COAG is glaucoma without evident secondary cause, which follows a chronic time course and occurs in the presence of an open anterior chamber angle (the trabecular meshwork is visible on gonioscopy)

  • COAG is categorised as early, moderate and advanced
    • definitions are based on the Hodapp classification of visual field loss for the stages of glaucoma
      • in terms of mean defect (MD):
        • early, MD greater than -6 dB;
        • moderate, MD -6 dB to greater than -12 dB;
        • advanced, MD -12 dB to greater than -20 dB
        • severe visual impairment (blindness) is defined as MD -20 dB or worse

It affects approximately 2% of the population over the age of 40 years

  • approximately 10% of UK blindness registrations are attributed to glaucoma
    • around 2% of people older than 40 years have chronic open angle glaucoma (COAG), rising to almost 10% in people older than 75 years in white Europeans
      • prevalence may be higher in people of African/Caribbean descent or who have a family history of glaucoma
    • estimated that 480,000 people are currently affected by COAG in England

The majority of patients found to have increased intraocular pressures on screening do not have glaucoma when their peripheral fields and fundi are checked. Patients with raised intraocular pressure who do not have glaucoma require life-long follow-up in case of subsequent development of glaucoma.

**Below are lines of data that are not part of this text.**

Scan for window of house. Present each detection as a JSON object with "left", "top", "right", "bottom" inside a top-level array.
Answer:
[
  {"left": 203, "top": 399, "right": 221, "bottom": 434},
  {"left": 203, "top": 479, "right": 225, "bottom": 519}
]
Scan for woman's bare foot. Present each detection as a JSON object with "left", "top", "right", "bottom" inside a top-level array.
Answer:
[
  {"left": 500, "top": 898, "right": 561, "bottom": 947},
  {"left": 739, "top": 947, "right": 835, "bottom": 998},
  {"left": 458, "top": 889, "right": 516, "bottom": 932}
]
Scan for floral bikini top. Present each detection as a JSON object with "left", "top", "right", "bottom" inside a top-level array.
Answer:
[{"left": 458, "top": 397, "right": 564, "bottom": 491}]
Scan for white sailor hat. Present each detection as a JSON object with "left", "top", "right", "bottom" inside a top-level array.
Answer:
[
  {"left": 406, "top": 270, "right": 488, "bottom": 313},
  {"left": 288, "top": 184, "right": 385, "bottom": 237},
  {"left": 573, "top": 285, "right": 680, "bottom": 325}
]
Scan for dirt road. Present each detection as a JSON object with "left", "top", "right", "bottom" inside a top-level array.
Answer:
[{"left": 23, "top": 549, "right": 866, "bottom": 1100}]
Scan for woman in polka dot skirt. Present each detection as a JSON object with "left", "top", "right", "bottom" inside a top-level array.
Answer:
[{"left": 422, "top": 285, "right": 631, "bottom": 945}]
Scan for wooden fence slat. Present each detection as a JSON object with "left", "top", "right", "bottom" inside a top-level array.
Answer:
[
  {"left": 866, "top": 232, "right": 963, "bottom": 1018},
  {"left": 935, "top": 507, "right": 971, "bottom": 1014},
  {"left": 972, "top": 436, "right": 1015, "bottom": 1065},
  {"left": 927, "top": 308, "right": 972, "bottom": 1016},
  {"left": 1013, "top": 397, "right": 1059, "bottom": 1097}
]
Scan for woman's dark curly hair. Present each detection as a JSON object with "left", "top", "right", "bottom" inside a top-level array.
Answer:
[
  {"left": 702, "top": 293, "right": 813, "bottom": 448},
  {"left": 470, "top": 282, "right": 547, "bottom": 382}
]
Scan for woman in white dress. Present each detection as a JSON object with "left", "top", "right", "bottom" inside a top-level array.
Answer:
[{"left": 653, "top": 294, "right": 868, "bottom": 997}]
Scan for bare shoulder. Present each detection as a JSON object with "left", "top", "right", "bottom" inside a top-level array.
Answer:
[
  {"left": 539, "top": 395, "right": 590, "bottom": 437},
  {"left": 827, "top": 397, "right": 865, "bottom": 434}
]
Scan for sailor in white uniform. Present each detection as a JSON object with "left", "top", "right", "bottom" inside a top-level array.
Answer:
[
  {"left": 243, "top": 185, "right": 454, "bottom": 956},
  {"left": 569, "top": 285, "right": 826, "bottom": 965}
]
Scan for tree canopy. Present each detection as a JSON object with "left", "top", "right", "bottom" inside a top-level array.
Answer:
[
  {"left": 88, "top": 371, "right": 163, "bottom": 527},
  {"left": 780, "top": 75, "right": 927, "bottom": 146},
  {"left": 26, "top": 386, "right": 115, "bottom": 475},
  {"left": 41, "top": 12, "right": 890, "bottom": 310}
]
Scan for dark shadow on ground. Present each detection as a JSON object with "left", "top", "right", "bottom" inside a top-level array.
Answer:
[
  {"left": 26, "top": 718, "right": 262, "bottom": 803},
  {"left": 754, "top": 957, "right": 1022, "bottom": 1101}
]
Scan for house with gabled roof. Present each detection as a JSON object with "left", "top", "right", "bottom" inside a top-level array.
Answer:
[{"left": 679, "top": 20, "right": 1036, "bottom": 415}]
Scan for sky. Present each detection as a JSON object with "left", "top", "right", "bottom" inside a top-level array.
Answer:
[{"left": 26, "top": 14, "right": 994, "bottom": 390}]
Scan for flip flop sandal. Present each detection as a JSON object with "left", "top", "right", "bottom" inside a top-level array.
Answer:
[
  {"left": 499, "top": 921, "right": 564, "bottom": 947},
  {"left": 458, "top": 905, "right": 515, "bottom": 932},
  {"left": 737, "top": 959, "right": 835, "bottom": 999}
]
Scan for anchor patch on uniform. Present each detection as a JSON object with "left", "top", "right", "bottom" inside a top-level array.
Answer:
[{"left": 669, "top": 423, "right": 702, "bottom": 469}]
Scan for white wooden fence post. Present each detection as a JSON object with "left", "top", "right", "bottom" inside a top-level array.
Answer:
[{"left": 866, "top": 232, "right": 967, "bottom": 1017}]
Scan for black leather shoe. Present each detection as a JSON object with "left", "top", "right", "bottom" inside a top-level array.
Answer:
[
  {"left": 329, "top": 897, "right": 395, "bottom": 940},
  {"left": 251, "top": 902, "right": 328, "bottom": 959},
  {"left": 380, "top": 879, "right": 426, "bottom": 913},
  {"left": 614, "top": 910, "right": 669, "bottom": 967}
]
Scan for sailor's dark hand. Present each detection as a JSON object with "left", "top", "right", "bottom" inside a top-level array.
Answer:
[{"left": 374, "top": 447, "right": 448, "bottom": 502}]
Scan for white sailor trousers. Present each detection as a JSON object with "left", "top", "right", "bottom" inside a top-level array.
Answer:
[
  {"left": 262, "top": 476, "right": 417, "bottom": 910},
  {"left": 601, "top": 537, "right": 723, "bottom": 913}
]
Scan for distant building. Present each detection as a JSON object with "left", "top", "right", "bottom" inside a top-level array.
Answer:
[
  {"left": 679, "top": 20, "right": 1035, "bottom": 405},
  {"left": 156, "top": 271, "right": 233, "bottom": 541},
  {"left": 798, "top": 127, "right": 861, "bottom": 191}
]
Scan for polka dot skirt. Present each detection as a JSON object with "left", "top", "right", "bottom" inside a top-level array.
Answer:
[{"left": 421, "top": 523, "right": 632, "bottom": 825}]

  • the term suspected COAG is used when there are changes in the optic nerve head suggestive of COAG but the visual field appears normal or vice versa.
  • people with a diagnosis of ocular hypertension (OHT), suspected COAG or COAG should be monitored and treated by a trained healthcare professional who has all of the following:
    • a specialist qualification (when not working under the supervision of a consultant ophthalmologist)
    • relevant experience
    • ability to detect a change in clinical status
  • knowledge of corneal thickness is no longer needed to decide whether or not to treat OHT and a single threshold of 24 mmHg is now recommended for both onward referral and treatment.